#AC_work-android-terminal
1 messages ยท Page 1 of 1 (latest)
Hi there! There are various things that you can't do from the client-side, so it is necessary to have a backend for those requests to the Stripe API. Otherwise you would be opening up yourself for bad actors!
But isn't this package designed to handle this? https://stripe.dev/stripe-android/payments-core/com.stripe.android/-stripe/index.html
Here is the actual sdk https://github.com/stripe/stripe-android
I am sorry I am just confused
Not quite. When using Stripe Terminal you will have a backend server, a client-side app either web or mobile, and your point of sale Terminal device.
So if I am understanding you correctly. Do terminal transactions need to be handled differently then a "input your information" credit card transaction?
Kind of? It depends what you mean by that. With an online or mobile transaction you still are going to have a frontend controlling your app, just like you do with Terminal. You just don't have hardware in that case.
But looking through the SDK you can create a Source Object that is defined in the android SDK it seems that you can make charges to it. So by using the Strip Android SDK it seems that you can do all your transactions. Is this correct? https://stripe.dev/stripe-android/payments-core/com.stripe.android.model/-source/index.html
Hi ๐ @plain zenith had to step away and I'm taking over. I would not advise attempting to handle all transactions on just the Android SDK. That is not what it was designed for.
If you are thinking of a web integration you've got
a) Client interface handling accepting payment info and some business logic
b) Server handling all secure components (creating payment intents, etc.)
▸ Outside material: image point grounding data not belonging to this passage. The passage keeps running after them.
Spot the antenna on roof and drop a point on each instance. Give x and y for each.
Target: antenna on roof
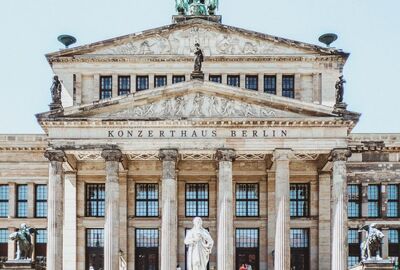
(328, 38)
(67, 40)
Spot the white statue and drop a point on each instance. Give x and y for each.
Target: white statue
(200, 244)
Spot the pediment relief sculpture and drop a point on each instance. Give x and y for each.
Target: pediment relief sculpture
(198, 105)
(214, 42)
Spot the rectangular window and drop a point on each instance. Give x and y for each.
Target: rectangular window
(160, 81)
(288, 86)
(270, 84)
(105, 87)
(216, 78)
(196, 200)
(95, 200)
(299, 249)
(354, 241)
(299, 200)
(147, 200)
(233, 80)
(354, 206)
(41, 245)
(178, 78)
(247, 200)
(4, 197)
(41, 201)
(374, 201)
(94, 249)
(393, 209)
(22, 201)
(3, 244)
(146, 253)
(142, 83)
(394, 245)
(247, 248)
(124, 85)
(252, 82)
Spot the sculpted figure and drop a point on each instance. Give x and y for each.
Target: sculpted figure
(370, 246)
(340, 89)
(24, 242)
(56, 90)
(199, 58)
(200, 245)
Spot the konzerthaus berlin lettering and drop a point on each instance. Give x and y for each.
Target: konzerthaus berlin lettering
(257, 143)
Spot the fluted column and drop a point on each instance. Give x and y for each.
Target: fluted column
(339, 209)
(111, 226)
(55, 210)
(225, 260)
(169, 218)
(281, 159)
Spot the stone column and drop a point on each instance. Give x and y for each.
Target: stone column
(169, 217)
(55, 210)
(225, 259)
(282, 209)
(339, 209)
(111, 226)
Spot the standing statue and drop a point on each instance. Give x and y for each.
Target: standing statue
(199, 58)
(370, 246)
(340, 89)
(24, 242)
(200, 245)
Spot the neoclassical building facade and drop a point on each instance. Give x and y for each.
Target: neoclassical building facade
(259, 148)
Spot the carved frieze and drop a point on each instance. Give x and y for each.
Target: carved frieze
(197, 105)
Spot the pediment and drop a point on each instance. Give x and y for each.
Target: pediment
(179, 39)
(198, 100)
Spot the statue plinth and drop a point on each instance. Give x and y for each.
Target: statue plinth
(197, 75)
(19, 264)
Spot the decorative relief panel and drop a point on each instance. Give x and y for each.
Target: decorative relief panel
(213, 42)
(198, 105)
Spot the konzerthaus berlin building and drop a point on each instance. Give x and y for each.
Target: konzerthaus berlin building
(259, 149)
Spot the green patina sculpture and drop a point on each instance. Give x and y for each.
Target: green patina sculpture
(196, 7)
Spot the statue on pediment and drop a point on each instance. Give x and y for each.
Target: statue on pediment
(55, 90)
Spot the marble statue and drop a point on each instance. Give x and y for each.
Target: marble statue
(199, 58)
(24, 242)
(200, 245)
(370, 246)
(340, 89)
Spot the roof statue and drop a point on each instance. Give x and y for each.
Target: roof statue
(196, 7)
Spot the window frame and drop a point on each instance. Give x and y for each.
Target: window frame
(357, 202)
(97, 200)
(39, 201)
(121, 91)
(297, 200)
(105, 93)
(197, 200)
(147, 200)
(6, 201)
(19, 201)
(288, 92)
(247, 200)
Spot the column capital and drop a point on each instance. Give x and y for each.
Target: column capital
(112, 154)
(225, 154)
(55, 155)
(339, 154)
(282, 154)
(168, 155)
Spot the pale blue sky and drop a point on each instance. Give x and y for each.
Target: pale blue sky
(368, 29)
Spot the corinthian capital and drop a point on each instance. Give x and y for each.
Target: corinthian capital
(340, 154)
(168, 155)
(112, 154)
(55, 155)
(225, 155)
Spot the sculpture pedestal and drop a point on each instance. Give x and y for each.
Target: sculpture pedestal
(19, 264)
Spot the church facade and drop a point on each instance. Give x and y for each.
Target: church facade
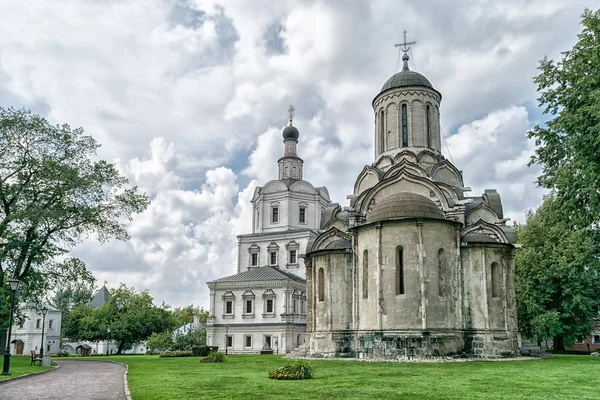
(413, 267)
(263, 306)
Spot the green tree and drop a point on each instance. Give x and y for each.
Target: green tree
(160, 341)
(185, 315)
(569, 144)
(557, 277)
(74, 324)
(131, 316)
(54, 192)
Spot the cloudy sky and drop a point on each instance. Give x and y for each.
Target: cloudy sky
(188, 98)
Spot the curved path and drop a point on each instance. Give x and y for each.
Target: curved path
(74, 380)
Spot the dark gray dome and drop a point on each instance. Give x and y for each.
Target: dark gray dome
(405, 205)
(290, 132)
(406, 78)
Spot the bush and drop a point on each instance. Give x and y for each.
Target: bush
(201, 351)
(298, 369)
(160, 341)
(176, 353)
(213, 356)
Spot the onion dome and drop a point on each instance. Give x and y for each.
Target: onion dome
(290, 132)
(405, 205)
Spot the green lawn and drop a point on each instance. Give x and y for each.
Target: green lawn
(245, 377)
(19, 365)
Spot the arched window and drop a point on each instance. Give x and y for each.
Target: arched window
(365, 274)
(496, 281)
(400, 270)
(382, 132)
(428, 122)
(442, 272)
(321, 284)
(404, 126)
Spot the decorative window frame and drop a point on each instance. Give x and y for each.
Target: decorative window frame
(273, 205)
(248, 296)
(303, 205)
(302, 298)
(228, 296)
(269, 294)
(296, 302)
(289, 247)
(254, 249)
(273, 248)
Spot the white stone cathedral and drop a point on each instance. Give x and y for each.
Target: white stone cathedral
(263, 306)
(413, 267)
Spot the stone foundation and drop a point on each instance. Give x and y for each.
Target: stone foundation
(412, 344)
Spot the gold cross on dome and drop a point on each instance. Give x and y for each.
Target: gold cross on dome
(291, 111)
(405, 46)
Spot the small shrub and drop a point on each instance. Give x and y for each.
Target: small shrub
(213, 356)
(298, 369)
(202, 351)
(176, 353)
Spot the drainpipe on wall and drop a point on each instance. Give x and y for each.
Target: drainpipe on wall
(421, 251)
(378, 279)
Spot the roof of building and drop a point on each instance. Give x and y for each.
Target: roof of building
(405, 205)
(406, 77)
(101, 297)
(266, 273)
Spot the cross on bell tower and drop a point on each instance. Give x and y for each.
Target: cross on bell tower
(291, 111)
(405, 47)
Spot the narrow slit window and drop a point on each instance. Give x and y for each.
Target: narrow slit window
(321, 284)
(399, 270)
(382, 132)
(365, 274)
(404, 126)
(496, 281)
(302, 217)
(428, 122)
(442, 272)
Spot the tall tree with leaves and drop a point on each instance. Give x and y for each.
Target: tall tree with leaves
(568, 146)
(557, 277)
(131, 316)
(53, 194)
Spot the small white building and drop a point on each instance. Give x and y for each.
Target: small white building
(263, 306)
(27, 333)
(84, 347)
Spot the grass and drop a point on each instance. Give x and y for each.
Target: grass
(245, 377)
(19, 365)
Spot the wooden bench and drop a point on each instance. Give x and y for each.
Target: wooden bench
(35, 358)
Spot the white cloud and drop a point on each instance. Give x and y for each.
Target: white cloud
(175, 90)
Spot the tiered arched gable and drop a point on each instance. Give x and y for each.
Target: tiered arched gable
(404, 182)
(483, 232)
(405, 155)
(331, 239)
(368, 178)
(405, 165)
(427, 159)
(481, 213)
(384, 162)
(446, 172)
(303, 187)
(274, 187)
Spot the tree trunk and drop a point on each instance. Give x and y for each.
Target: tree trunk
(559, 344)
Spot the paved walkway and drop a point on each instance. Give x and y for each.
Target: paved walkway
(74, 380)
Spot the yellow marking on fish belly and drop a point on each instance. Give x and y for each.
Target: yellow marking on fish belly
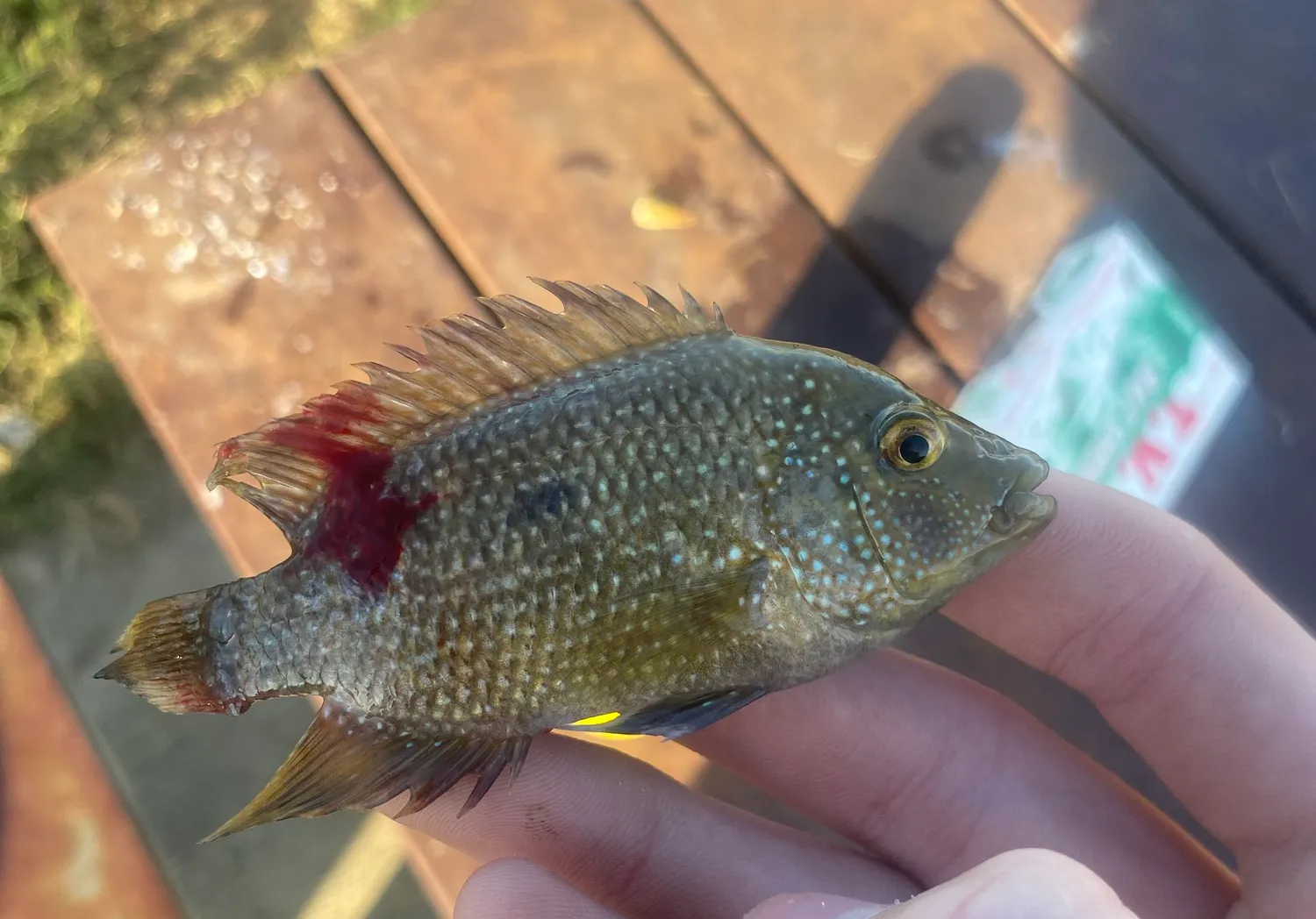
(597, 719)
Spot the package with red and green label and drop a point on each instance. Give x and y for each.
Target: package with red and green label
(1118, 378)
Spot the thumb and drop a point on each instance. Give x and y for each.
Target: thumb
(1026, 884)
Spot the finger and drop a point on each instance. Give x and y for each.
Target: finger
(1034, 884)
(642, 844)
(1207, 677)
(516, 889)
(937, 773)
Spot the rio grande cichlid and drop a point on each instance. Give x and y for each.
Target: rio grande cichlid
(616, 516)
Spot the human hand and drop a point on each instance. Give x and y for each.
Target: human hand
(934, 777)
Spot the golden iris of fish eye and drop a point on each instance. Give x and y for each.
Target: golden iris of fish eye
(905, 426)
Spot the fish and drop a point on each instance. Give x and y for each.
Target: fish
(616, 516)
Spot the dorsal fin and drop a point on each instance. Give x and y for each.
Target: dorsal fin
(466, 363)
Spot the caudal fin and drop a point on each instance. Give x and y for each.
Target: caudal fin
(166, 656)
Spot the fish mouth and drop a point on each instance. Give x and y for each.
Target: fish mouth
(1023, 511)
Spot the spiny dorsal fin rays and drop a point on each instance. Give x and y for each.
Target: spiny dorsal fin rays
(466, 363)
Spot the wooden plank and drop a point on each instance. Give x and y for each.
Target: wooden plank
(547, 131)
(923, 131)
(236, 268)
(861, 99)
(70, 851)
(1220, 94)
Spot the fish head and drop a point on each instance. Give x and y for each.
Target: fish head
(944, 501)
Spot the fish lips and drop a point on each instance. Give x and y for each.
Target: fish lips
(1016, 521)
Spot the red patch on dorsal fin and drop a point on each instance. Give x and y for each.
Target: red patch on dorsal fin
(362, 516)
(340, 446)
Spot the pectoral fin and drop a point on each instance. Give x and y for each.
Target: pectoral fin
(678, 716)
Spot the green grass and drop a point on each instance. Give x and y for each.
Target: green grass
(82, 81)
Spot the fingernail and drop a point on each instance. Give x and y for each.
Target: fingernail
(866, 911)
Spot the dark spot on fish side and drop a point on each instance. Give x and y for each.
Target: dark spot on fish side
(536, 501)
(584, 160)
(362, 521)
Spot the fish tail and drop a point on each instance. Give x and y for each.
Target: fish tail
(166, 656)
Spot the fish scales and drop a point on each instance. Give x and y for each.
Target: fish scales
(547, 516)
(621, 518)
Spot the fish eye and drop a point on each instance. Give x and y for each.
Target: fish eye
(911, 442)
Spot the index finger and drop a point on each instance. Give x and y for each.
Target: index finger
(1205, 674)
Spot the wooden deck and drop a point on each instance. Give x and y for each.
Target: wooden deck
(889, 179)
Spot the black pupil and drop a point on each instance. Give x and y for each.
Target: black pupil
(913, 449)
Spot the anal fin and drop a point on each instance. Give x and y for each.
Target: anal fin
(678, 716)
(352, 761)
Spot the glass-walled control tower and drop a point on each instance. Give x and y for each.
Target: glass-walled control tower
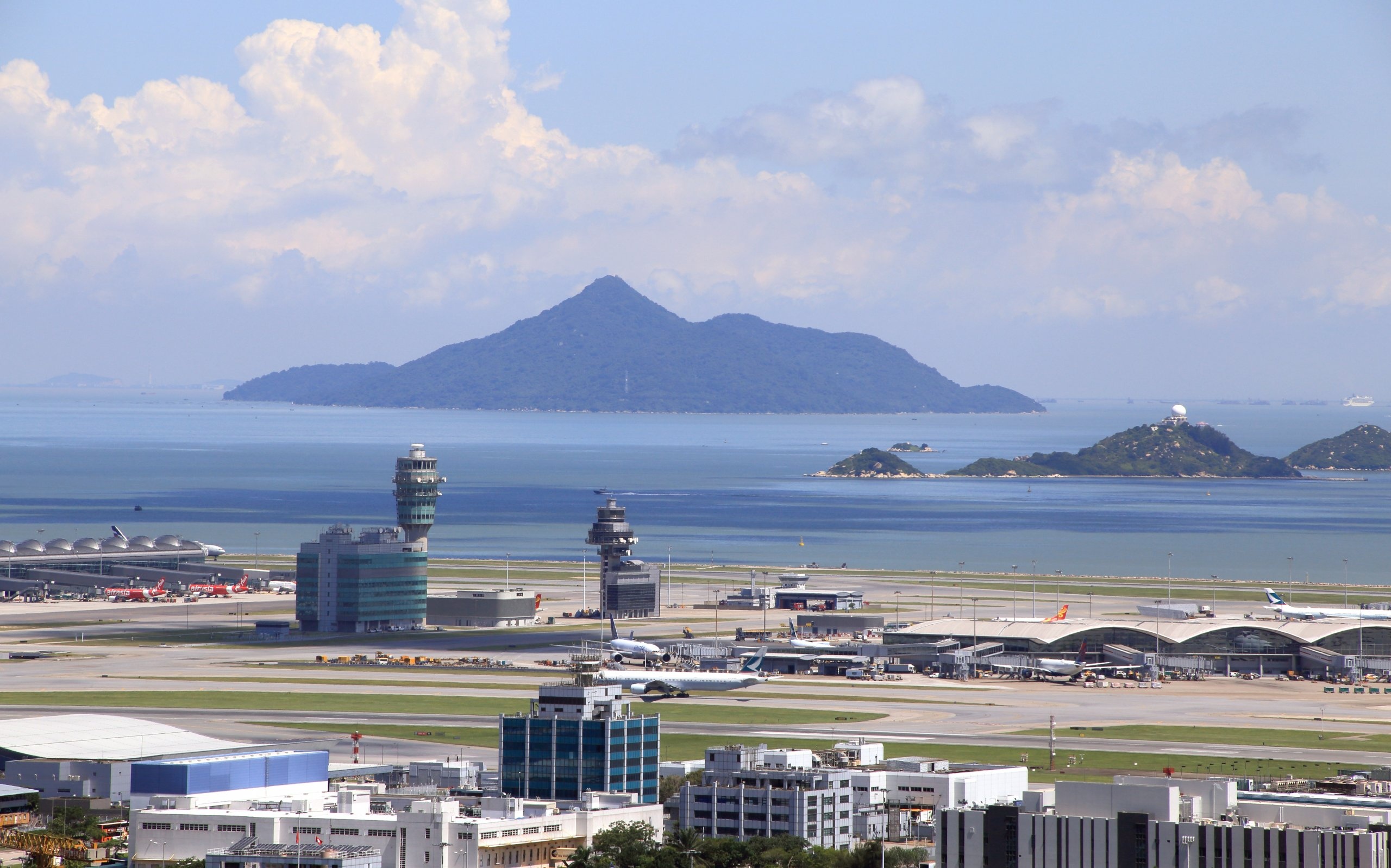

With Terminal, you are adding a step prior to the client to allow the terminal device to get the payment details and transmit them to the client for submission to the server.
Okay so you do not advise to use the android SDK how I mentioned in my last message?
I would not, no.
I would get started with fairly simple steps but still have all three components: server, client, device.
We have a good starting point here: https://stripe.com/docs/terminal/quickstart
I just need to explain this to the other developer on my team. Can you give me any example why this is a bad idea? I like your web dev example
Well it's kind of like why you don't expose your private key in the JavaScript you have on your website. Sure the average user isn't going to see it or mess around with it. If you're lucky it will never be a problem. But it's a bad practice.
Also, the examples and code snippets across our docs are intended that you can copy/paste and tweak in your own integration.
But if you try to hack around the intended design none of that is going to work for you
To be clear, I'm still not 100% certain it would even work in the first place. But if it did, the amount of technical debt incurred when trying to update or change anything would be significant.